A Medida Provisória (MP) que acaba com a “taxa das blusinhas”, tributo federal sobre mercadorias importadas de até US$ 50, completa dois meses parada no Congresso Nacional no próximo dia 12 de julho e corre o risco de caducar.
Ainda não foram indicados relator nem os integrantes da comissão mista – composta por deputados e senadores -, para tratar do assunto. A demora em apreciar o tema preocupa integrantes do varejo e de sites de e-commerce no Brasil.
O temor do setor é de que, em meio à Copa do Mundo e às vésperas do início do recesso parlamentar, entre 18 e 31 de julho, não haja tempo hábil para apreciar a proposta.
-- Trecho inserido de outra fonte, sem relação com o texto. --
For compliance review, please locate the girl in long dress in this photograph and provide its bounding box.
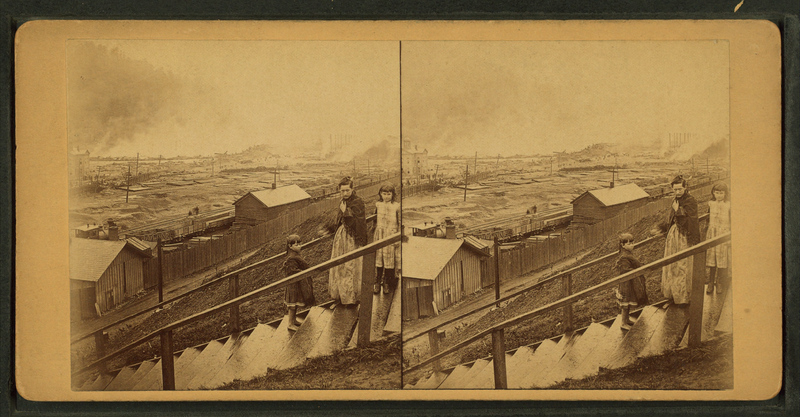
[706,183,731,294]
[372,184,400,294]
[654,175,700,308]
[328,177,367,308]
[283,235,316,331]
[614,233,650,330]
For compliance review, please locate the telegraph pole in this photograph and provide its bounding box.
[464,162,469,201]
[125,164,131,204]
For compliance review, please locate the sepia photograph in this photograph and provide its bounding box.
[401,40,736,390]
[15,20,783,402]
[66,40,400,391]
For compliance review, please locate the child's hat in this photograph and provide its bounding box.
[619,233,633,242]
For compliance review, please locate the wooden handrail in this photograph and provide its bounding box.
[403,233,731,372]
[72,233,401,377]
[70,214,378,345]
[403,213,708,342]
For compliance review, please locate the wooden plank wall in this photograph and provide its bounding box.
[491,180,713,282]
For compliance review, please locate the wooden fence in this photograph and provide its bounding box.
[145,182,392,282]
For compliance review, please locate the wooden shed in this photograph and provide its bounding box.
[572,183,650,226]
[402,236,489,319]
[69,238,151,320]
[233,184,311,225]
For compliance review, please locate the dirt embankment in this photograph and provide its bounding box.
[72,205,382,370]
[404,198,708,381]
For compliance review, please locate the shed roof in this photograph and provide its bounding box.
[572,183,650,207]
[403,236,488,281]
[233,184,311,207]
[69,238,152,281]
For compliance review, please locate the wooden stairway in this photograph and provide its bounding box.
[404,291,732,389]
[73,291,401,391]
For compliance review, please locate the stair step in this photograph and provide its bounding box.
[274,307,333,369]
[466,353,513,389]
[239,316,302,381]
[514,336,569,389]
[383,277,403,333]
[525,331,581,388]
[306,306,358,358]
[439,365,471,389]
[86,373,114,391]
[414,372,447,389]
[602,306,666,369]
[118,360,156,391]
[175,347,203,388]
[175,340,222,390]
[186,332,247,390]
[209,323,275,387]
[638,305,689,358]
[446,359,489,389]
[539,323,608,387]
[506,341,536,388]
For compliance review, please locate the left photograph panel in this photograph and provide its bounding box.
[64,39,401,391]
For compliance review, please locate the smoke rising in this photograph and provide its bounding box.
[67,42,186,153]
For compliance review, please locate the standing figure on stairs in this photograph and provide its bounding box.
[614,233,650,330]
[372,184,400,294]
[321,176,367,309]
[283,235,316,331]
[651,175,700,308]
[706,182,731,294]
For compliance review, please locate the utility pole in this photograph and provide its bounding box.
[125,164,131,204]
[464,162,469,201]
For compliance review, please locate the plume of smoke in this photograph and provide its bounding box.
[67,41,184,153]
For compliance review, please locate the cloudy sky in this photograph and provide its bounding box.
[67,40,400,156]
[402,41,729,156]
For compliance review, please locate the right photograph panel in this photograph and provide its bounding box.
[400,40,735,390]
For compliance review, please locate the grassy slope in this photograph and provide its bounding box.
[72,203,382,369]
[409,197,707,381]
[548,335,733,390]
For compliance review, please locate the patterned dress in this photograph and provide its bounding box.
[659,191,700,304]
[328,192,367,304]
[706,201,731,268]
[374,201,401,269]
[283,249,316,307]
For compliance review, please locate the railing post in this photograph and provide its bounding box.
[561,274,572,333]
[228,274,239,333]
[689,251,706,347]
[357,252,375,347]
[161,330,175,391]
[94,330,106,372]
[428,329,442,372]
[494,236,500,307]
[492,328,508,389]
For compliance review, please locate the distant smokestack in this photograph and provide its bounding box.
[444,217,456,239]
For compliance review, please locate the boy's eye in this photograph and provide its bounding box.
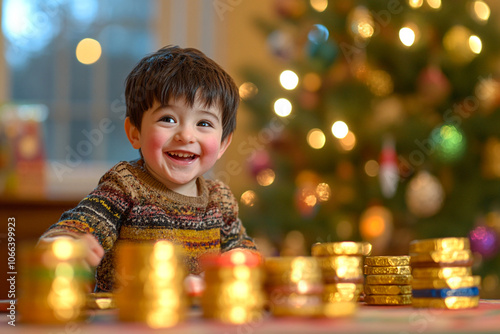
[160,116,175,123]
[198,121,212,127]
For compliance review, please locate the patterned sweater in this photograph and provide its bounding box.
[42,160,256,292]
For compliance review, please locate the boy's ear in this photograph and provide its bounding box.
[217,133,233,159]
[125,117,141,149]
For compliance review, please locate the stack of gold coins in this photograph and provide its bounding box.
[311,241,371,317]
[410,238,481,309]
[18,238,92,324]
[265,256,323,317]
[115,240,187,328]
[364,255,412,305]
[201,250,265,324]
Uma MP tem validade de 120 dias e se não for aprovada na Câmara e no Senado a medida perde a validade. O período de férias não conta prazo
André Porto, diretor-executivo da Amobitec (Associação Brasileira de Mobilidade e Tecnologia), representante de sites de e-commerce como Amazo, Alibaba e Shein, cobra prioridade ao tema.
“Esperamos que o Congresso priorize o tema e avance em um debate técnico, equilibrado e aprove o fim definitivo da taxa das blusinhas antes do prazo limite”, afirmou à Coluna do Estadão.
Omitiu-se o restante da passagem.